Udo Rauchfleisch: Es ist schwierig, Ihnen einen einfachen Rat zu geben, wie Sie mit dieser Situation umgehen können. Ich denke, zum einen müssten Sie mit Ihrer Partnerin klären, ob und, wenn ja, wie Sie Ihre Partnerschaft weiterführen wollen. Zum anderen müssten Sie zu erfahren versuchen, wie die Gefühle der Frau sind, die Sie kennengelernt haben, und ob sie die Beziehung zu Ihnen weiterführen möchte. Und dann müssten Sie sich entscheiden, wie Sie sich verhalten wollen. Sie könnten auch eine Therapie in Anspruch nehmen, um diese Fragen zu klären.
Ich bin 28 Jahre alt und wurde als teenager zweimal stark gemobbt wo die Schule auch eingreifen musste. Ich möchte nicht alleine sein aber finde es zu anstrengend, Freundschaften zu bilden. Der erste Eindruck den andere von mir haben, scheint gut zu sein, aber danach klappt es nicht, mit einem weiteren Treffen oder das die Person mehr Interesse zeigt...

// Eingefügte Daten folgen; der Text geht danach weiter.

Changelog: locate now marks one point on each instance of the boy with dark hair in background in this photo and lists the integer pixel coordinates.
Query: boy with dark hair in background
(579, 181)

Anna Miller: Dass Sie es anstrengend finden, Freundschaften zu schliessen, ist bei Ihrer Vergangenheit absolut verständlich. Ihr System hat sozialen Kontakt als instabil, als teilweise gefährlich abgespeichert. Sie wollen auf der einen Seite nicht alleine sein, weil Sie Bindung suchen. Verbundenheit ist ein urmenschliches Bedürfnis. Diese Sehnsucht nach Verbundenheit ist aber auch gleichsam «gefährlich», weil wieder passieren könnte, was schon passiert ist. Beziehungen sind sehr komplex – und die inneren Glaubenssätze und Ängste und Narben beeinflussen sehr aktiv, wie wir die Welt sehen und uns verhalten. Es würde sich in Ihrem Fall sicher lohnen, Ihre Erfahrungen und Ihre Wünsche in Bezug auf soziale Beziehungen mit einer Fachperson genauer anzuschauen. Um die Dynamiken zu verstehen – und sie so verändern zu können, dass Sie in Beziehung gehen können, leicht und offen, mit Menschen, die Ihnen gut tun und wo Sie sich sicher fühlen.